A JOB FOR THE QUEENS OF TARTERY

Bandicoot is transfixed, rooted to the spot, almost struck dumb at the latest intellectual furore sweeping Melbourne. Not just Melbourne; it is spilling on to the Mornington Peninsula, where one finds the occasional traffic lights and accompanying pedestrian crossings. And around the world!
 
You can’t have missed it, this frisson about female-shaped figures on “walk” signs. Talkback radio and coffee shop discussion may have already peaked; the intelligentsia has probably moved on to another topic, possibly coffee or cricket.
 
It’s gone international. Bandicoot heard it on the BBC overnight news service. A Melbourne gent named Brendan rang the Beeb to have his opinion recorded and regurgitated. A Melbourne woman whose name Bandicoot missed did the same.
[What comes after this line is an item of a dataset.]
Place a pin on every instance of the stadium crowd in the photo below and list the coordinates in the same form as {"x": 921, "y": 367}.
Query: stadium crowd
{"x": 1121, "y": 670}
Neither, mercifully, gave their view of anything important.
 
A century or so ago suffragettes were chaining themselves to railings and leaping in front of race horses in their campaign for women’s right to vote. Is it their great-granddaughters seeking equality at pedestrian crossings?
 
Bandicoot has – as usual – a solution to the debate. There are those who say the current green/red silhouette is unisex, that it could as easily be a woman wearing slacks as a man. Bandicoot says we must be more specific.
 
Kardash walking cccopy copyThe only problem is, which female silhouette to use. And to this Bandicoot has the answer – the only answer.
 
It must be a Kardashian, those ghastly tarts who appear to have no other attribute, worthwhile or otherwise, than tremendous physical attributes. There would be no mistaking female for male if a Kardashian outline was chosen.
 
But that’s not all: think of the name – “car-dash” is so apt! (You did get it, Bandicoot hopes.)
 
The antithesis of suffragettes, of feminism, of good taste, of culture, they perfectly reflect, indeed epitomise, the current Neolib/vacuous culture of promoting yourself via brazen vulgarity (Trump-like) then grab the money and run before the next revolting “culture” tsunami swamps you.
 
As for the colour of pedestrian crossing lights, Bandicoot says abolish boring, predictable red and green. Now that autumn is with us, change to yellow and gold. For winter, black and white. Spring and summer can be a riot of hues, perhaps changing weekly.
 
While this may confuse the fashion-lethargic, and may cause the odd road fatality and a few injuries, what is that compared with the magnificence of Kardashian arses blinking at every intersection. We would be famed globally as trend leaders, as famous almost as the bums we have employed.
 
But … can we afford the royalties these ersatz royal rears may charge? Do we have no local curvatures that, perhaps we could use, possibly export, for cold cash – hard currency for soft bottoms that tourists would flock around for their chance at a unique selfie? Bandicoot can think of none.
 
Finally the ghastly tarts could, in a sense, be given a useful task, possibly their first.
FOOTNOTE: among the dozens, nay hundreds, of pictures Bandicoot viewed seeking something appropriate, none revealed bodily movement except stretching vacant faces into smiles. He hopes the accompanying snap will suffice.